In his long-term vision Mr. Ashraff envisaged that a united Sri Lanka would emerge with the establishment of a new democracy without Opposition.  NUA was to be the vehicle for the long and difficult journey. Certain salient features of the “democracy without Opposition” concept were identified and articulated in public. They included freedom of the individual, abolition of the Westminster type of adversarial politics, constitution of committee system where every Member of Parliament shares executive power, accountability of the Head of State and the strengthening of the rule of law and the independence of the Judiciary.  Great emphasis was placed on the committee system which prevailed under the Donoughmour Constitution. 

The NUA was recognised by the Commissioner of Elections as a political party and Mr. Ashraff fielded candidates of the NUA in several districts in the Parliamentary Elections that was held in 2000. During the campaign he died in a helicopter crash.

Fifteen years after his untimely death we are witnessing a unique situation in Parliament. The majority of Sri Lanka Parliament are members of the UPFA. President Maithripala Sirisena is the Chairman of the biggest constituent party, the SLFP. A section of the SLFP MPs supports President Sirisena and the Prime Minister from the government ranks and the rest support his 100 day programme whilst remaining in the Opposition. 

President Sirisena commands the unequivocal support from more than 2/3 of the MPs. Incidentally Prime Minister Ranil Wickremesinghe is the national leader of the UNP which has less than 50 MPs in Parliament. The UPFA does not challenge him to prove majority of MPs support him. The bulk of the Cabinet of Ministers is from the UNP. It sounds surreal but that is the present governing arrangement. No one would have imagined Sri Lanka would end up with this unique cohabitation arrangement when President Rajapaksa declared his intention to contest for the third time.  

Though the run-up to the election was bitter, acrimonious and violent, the post election period witnessed a time of reconciliation as a substantial section of the MPs of the SLFP supports the Prime Minister in Parliament. The 100-Day programme is a good cover for them to offer support to a programme rather than to individuals.  

The current Cabinet of Ministers is dominated by members of the UNP and includes members drawn from the SLFP and some other political parties. One wonders whether we are witnessing the first seeds of democracy without Opposition taking root. No doubt as Mr. Ashraff would be a happy man that the party he created, the SLMC is part of the evolving political culture.  

The test begins when the Parliamentary Elections are announced. Both  President and the Prime Minister will have to work out a miraculous deal to maintain the political equilibrium. At present it is unthinkable that there would be a coalition of the UNP and the SLFP for the parliamentary elections.

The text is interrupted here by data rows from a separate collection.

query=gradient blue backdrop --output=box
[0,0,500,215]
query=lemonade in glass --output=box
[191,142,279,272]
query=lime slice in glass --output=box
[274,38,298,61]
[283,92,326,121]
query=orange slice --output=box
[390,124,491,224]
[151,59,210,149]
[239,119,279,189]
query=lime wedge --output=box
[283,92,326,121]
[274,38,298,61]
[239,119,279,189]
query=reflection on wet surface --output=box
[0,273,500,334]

Even the candidature of the President Sirisena was beyond imagination before he announced his intention to contest his own President and party Chairman.


The test begins when the Parliamentary Elections are announced. Both the President and the PM will have to work out a miraculous deal to maintain the political equilibrium. 

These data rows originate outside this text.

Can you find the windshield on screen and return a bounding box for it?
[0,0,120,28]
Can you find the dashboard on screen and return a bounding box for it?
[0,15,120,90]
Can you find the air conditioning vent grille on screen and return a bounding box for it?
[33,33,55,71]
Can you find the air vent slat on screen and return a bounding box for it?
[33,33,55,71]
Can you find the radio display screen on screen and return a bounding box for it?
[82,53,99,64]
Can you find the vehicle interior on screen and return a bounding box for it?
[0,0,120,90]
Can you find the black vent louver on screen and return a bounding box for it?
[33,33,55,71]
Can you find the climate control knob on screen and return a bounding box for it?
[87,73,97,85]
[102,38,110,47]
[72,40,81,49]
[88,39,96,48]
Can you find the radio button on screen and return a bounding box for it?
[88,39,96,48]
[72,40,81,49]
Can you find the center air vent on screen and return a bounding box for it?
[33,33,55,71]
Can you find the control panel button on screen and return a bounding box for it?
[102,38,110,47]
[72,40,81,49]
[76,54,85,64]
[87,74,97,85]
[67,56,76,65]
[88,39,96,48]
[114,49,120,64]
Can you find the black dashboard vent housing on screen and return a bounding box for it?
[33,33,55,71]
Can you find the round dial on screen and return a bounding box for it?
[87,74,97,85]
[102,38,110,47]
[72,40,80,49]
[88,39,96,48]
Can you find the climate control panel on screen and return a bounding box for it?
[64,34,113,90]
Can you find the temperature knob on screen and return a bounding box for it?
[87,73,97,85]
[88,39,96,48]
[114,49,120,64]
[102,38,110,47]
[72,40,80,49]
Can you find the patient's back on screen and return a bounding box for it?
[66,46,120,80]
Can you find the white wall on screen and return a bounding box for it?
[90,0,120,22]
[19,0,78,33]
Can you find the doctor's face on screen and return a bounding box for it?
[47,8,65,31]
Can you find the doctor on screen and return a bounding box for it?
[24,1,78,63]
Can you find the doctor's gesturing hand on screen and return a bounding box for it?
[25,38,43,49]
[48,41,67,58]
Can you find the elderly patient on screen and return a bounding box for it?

No doubt there are dissenting voices and ideas. President Sirisena and the government are mindful of the mandate and the responsibilities on their shoulders. SLFP led coalition is also well aware of the near 48% mandate received from the people. Both put together one can assume that the President currently enjoys the confidence of more than 98% of the people. 

The tme has come to put an end to antagonistic and confrontational politics and usher in a democracy where all are equal stakeholders. It is up to both the President and the Prime Minister to consolidate the hard earn victory and protect the foundation the people have built through their ballot.